Return true if you can sort the array in ascending order, else return false.
Example 1:
Input: nums = [8,4,2,30,15] Output: true Explanation: Let's look at the binary representation of every element. The numbers 2, 4, and 8 have one set bit each with binary representation "10", "100", and "1000" respectively. The numbers 15 and 30 have four set bits each with binary representation "1111" and "11110". We can sort the array using 4 operations: - Swap nums[0] with nums[1]. This operation is valid because 8 and 4 have one set bit each. The array becomes [4,8,2,30,15]. - Swap nums[1] with nums[2]. This operation is valid because 8 and 2 have one set bit each. The array becomes [4,2,8,30,15]. - Swap nums[0] with nums[1]. This operation is valid because 4 and 2 have one set bit each. The array becomes [2,4,8,30,15]. - Swap nums[3] with nums[4]. This operation is valid because 30 and 15 have four set bits each. The array becomes [2,4,8,15,30]. The array has become sorted, hence we return true. Note that there may be other sequences of operations which also sort the array.
Example 2:
Input: nums = [1,2,3,4,5] Output: true Explanation: The array is already sorted, hence we return true.
Example 3:
Input: nums = [3,16,8,4,2] Output: false Explanation: It can be shown that it is not possible to sort the input array using any number of operations.
Constraints:
1 <= nums.length <= 1001 <= nums[i] <= 28
Solution
class Solution {
public:
bool canSortArray(vector<int>& nums) {
int set_bits = __builtin_popcount(nums[0]);
int curr_max = nums[0], curr_min = nums[0], prev_max = INT_MIN;
for(int i=1;i<nums.size();i++){
if(__builtin_popcount(nums[i])==set_bits){
curr_max = max(curr_max,nums[i]);
curr_min = min(curr_min,nums[i]);
}
else {
if(curr_min<prev_max)
return false;
prev_max = curr_max;
curr_max = nums[i];
curr_min = nums[i];
set_bits = __builtin_popcount(nums[i]);
}
}
if(curr_min<prev_max)
return false;
return true;
}
};
Complexity Analysis
| Algorithm | Time Complexity | Space Complexity |
| --------------------- | --------------- | ---------------- |
| Single-pass traversal | O(n) | O(1) |
Explanation
Intial Thoughts
To approach this problem, we first need to understand the operation allowed: swapping two adjacent elements with the same number of set bits. This means we should group elements based on the number of set bits. Then, we should consider how to sort each group and ensure the sorted groups can be combined in ascending order.
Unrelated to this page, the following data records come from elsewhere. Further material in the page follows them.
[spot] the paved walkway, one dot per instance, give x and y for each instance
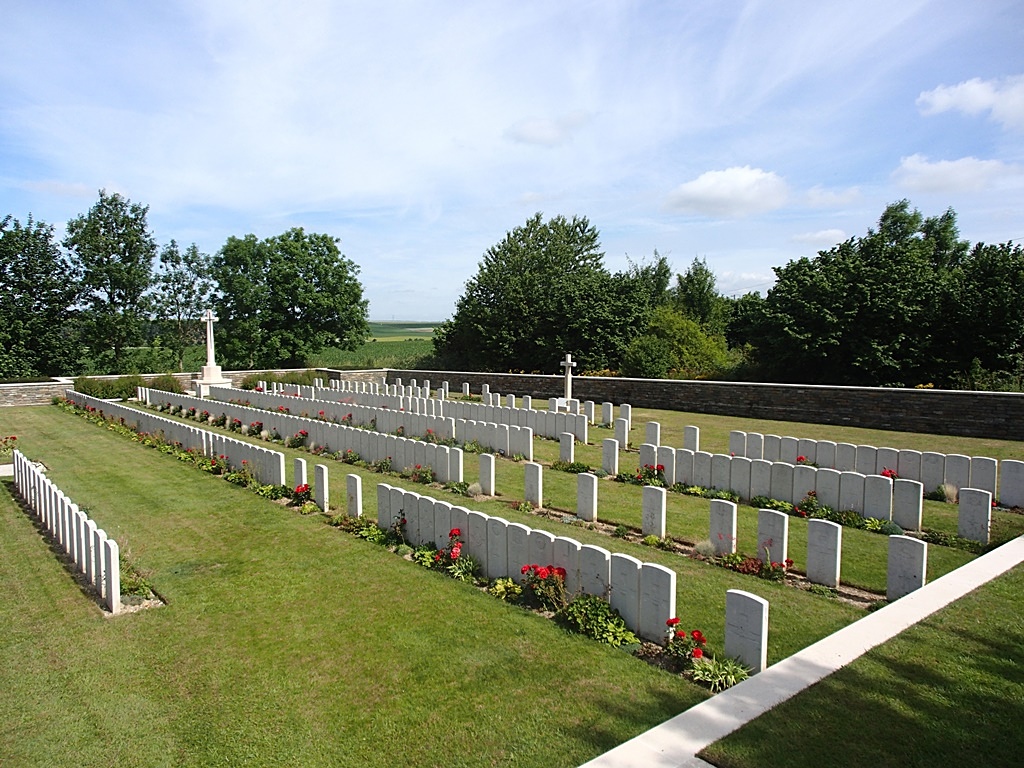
(676, 741)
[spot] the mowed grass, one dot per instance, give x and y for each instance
(947, 691)
(283, 642)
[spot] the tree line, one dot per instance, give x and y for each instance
(907, 304)
(108, 299)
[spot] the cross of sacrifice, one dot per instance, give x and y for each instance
(568, 365)
(210, 320)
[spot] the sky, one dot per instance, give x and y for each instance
(420, 133)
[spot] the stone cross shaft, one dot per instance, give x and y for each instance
(210, 320)
(568, 365)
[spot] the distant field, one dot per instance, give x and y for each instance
(399, 331)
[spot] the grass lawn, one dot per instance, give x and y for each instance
(947, 691)
(285, 641)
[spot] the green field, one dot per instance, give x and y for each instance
(285, 641)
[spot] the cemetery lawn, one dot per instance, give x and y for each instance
(947, 691)
(283, 641)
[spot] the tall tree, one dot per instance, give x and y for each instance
(38, 293)
(116, 250)
(542, 292)
(183, 289)
(695, 295)
(283, 299)
(863, 311)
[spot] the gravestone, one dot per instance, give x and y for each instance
(623, 433)
(957, 470)
(975, 518)
(518, 550)
(846, 457)
(781, 481)
(652, 433)
(879, 497)
(907, 566)
(657, 601)
(625, 595)
(667, 460)
(824, 550)
(541, 547)
(587, 497)
(933, 470)
(691, 438)
(535, 484)
(609, 456)
(701, 469)
(353, 493)
(851, 492)
(760, 477)
(653, 516)
(322, 491)
(739, 476)
(755, 445)
(566, 448)
(595, 570)
(723, 526)
(747, 629)
(773, 536)
(498, 560)
(565, 554)
(907, 504)
(908, 465)
(487, 474)
(1012, 484)
(984, 473)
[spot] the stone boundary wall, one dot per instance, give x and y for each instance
(996, 415)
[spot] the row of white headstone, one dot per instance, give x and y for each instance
(643, 593)
(372, 446)
(931, 468)
(266, 465)
(94, 554)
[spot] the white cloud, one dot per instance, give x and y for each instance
(1004, 98)
(731, 194)
(966, 174)
(821, 239)
(819, 197)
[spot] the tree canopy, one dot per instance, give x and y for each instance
(542, 292)
(285, 298)
(115, 249)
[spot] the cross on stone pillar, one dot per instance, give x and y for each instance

We also need to identify conditions where sorting is impossible, such as when elements with fewer set bits are larger than those in previous groups.
Intuitive Analysis
Intuitively, the solution involves tracking the maximum and minimum values within each group of elements with the same number of set bits. By comparing these values across different groups, we can determine if the array can be sorted. If elements with fewer set bits are smaller than those in previous groups, it suggests the array can be sorted. However, if at any point an element with fewer set bits is larger than the maximum of the previous group, it indicates the array cannot be sorted in ascending order. This approach requires iterating through the array, checking the number of set bits in each element, and updating the maximum and minimum values accordingly.
1. Intuition
- The problem requires determining if an array can be sorted in ascending order by swapping adjacent elements with the same number of set bits.
- To approach this problem, we need to understand the concept of set bits and how it applies to the given array.
- We should consider the binary representation of each number and the number of set bits in each number.
- The key insight is to group numbers with the same number of set bits together and check if they can be sorted within their group.
- If the minimum value in a group is less than the maximum value in the previous group, it indicates that the array cannot be sorted.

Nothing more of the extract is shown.